“That is how love relationship is meant to work,  each partner transforming the other. The strength and power of each is untangled, shared. He gives her the heart drum. She gives him knowledge of the most complicated rhythms and emotions imaginable. Who knows what they will hunt together? We only know that they will be nourished to the end of their days.”  Clarissa Pinkola Estes, Ph.D   Women Who Run With the Wolves

These words touch a part of my soul that I cannot easily describe or possibly even identify.  It seems to sum up my young and idealistic view of LOVE — everlasting love. I am no longer naive enough to believe that love alone can sustain a relationship, but I still like to dwell in that mindset when the everyday world pours doubt and hardship over me.  My experiences become soggy, like corn flakes  left to soak in milk for too long. The edges lose definition and the flavor seeps away.

At forty, there are still so many unanswered questions about life, relationships, self-image, family, etc. Where is that talisman of wisdom that we are to be granted as we age? Why does it seem that life becomes more complicated? I want to charge into a sophisticated, upscale department store and demand to purchase the nonchalance and free spirit I was certain I would be draped in when I hit forty.

I don’t want to care about the disdainful looks I get because of my overweight figure or the snide comments when I color my grey roots an outrageous burgundy.  I long to be comfortable in my skin — as marred, scarred and stretched as it may be.
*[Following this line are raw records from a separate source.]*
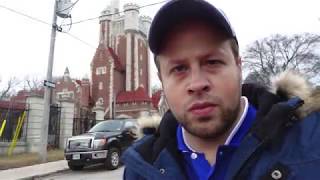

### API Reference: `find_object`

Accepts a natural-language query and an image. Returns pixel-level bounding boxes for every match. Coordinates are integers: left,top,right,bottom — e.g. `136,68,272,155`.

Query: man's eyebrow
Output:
196,49,224,60
197,53,213,60
166,59,186,65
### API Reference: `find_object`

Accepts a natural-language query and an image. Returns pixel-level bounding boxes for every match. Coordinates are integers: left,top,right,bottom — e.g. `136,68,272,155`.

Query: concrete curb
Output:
0,160,69,180
19,168,69,180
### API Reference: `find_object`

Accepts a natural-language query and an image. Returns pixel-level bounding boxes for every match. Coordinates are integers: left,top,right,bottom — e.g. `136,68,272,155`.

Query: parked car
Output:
64,119,137,170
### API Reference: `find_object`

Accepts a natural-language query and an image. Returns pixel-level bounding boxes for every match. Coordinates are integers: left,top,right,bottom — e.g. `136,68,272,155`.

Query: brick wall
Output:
80,80,90,107
138,38,149,93
117,35,127,66
91,45,111,109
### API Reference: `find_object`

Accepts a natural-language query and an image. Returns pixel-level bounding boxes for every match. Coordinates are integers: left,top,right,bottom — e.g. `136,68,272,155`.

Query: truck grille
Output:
68,138,92,150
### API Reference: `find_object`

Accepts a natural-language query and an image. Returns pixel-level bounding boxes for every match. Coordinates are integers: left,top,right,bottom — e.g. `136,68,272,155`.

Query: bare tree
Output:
243,33,320,85
243,71,265,86
23,76,43,91
0,77,20,100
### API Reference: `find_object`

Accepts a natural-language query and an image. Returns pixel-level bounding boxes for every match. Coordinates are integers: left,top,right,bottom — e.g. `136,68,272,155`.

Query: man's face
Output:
158,22,242,139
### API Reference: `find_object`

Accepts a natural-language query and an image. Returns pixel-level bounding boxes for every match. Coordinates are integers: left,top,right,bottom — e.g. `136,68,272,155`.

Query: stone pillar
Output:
26,96,44,153
59,100,74,149
93,105,105,123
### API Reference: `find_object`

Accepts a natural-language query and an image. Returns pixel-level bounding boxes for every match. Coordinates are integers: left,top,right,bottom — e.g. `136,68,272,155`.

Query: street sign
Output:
44,80,56,88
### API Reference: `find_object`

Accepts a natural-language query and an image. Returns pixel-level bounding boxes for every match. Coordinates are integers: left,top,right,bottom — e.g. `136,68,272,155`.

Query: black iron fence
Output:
0,104,28,142
73,118,96,136
48,104,61,149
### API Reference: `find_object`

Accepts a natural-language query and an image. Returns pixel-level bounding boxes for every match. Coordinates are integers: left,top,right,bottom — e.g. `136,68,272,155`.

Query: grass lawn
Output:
0,149,64,170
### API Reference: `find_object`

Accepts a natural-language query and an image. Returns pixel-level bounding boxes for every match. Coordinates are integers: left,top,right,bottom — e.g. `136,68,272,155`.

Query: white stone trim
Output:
109,61,114,118
134,34,139,90
99,21,104,44
115,35,119,54
116,107,150,112
98,82,103,90
108,21,112,47
110,35,114,50
126,33,132,91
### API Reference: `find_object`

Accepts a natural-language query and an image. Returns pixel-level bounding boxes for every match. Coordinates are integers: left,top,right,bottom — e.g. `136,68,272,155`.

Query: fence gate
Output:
72,118,96,136
48,104,61,149
0,103,28,143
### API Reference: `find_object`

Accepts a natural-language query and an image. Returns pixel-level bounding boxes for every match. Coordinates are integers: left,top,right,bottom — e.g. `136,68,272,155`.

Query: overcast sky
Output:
0,0,319,89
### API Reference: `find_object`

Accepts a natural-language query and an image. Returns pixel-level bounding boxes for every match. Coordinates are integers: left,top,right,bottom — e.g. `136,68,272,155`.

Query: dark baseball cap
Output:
148,0,237,55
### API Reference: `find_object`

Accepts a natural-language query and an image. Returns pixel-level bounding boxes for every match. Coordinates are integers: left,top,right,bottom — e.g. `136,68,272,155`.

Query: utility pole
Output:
39,0,58,163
I no longer want to look in a mirror and feel disgraced by my many imperfections, but I want to be overjoyed and confident in my attributes.  

The one stumbling block I constantly trip over is the very cliche truth, “You must love yourself before someone else can love you.”  Once I overcome this, then perhaps I can share a heart drum with my husband for the rest of our days.  But I will let him do the hunting while I am breaking the mirrors.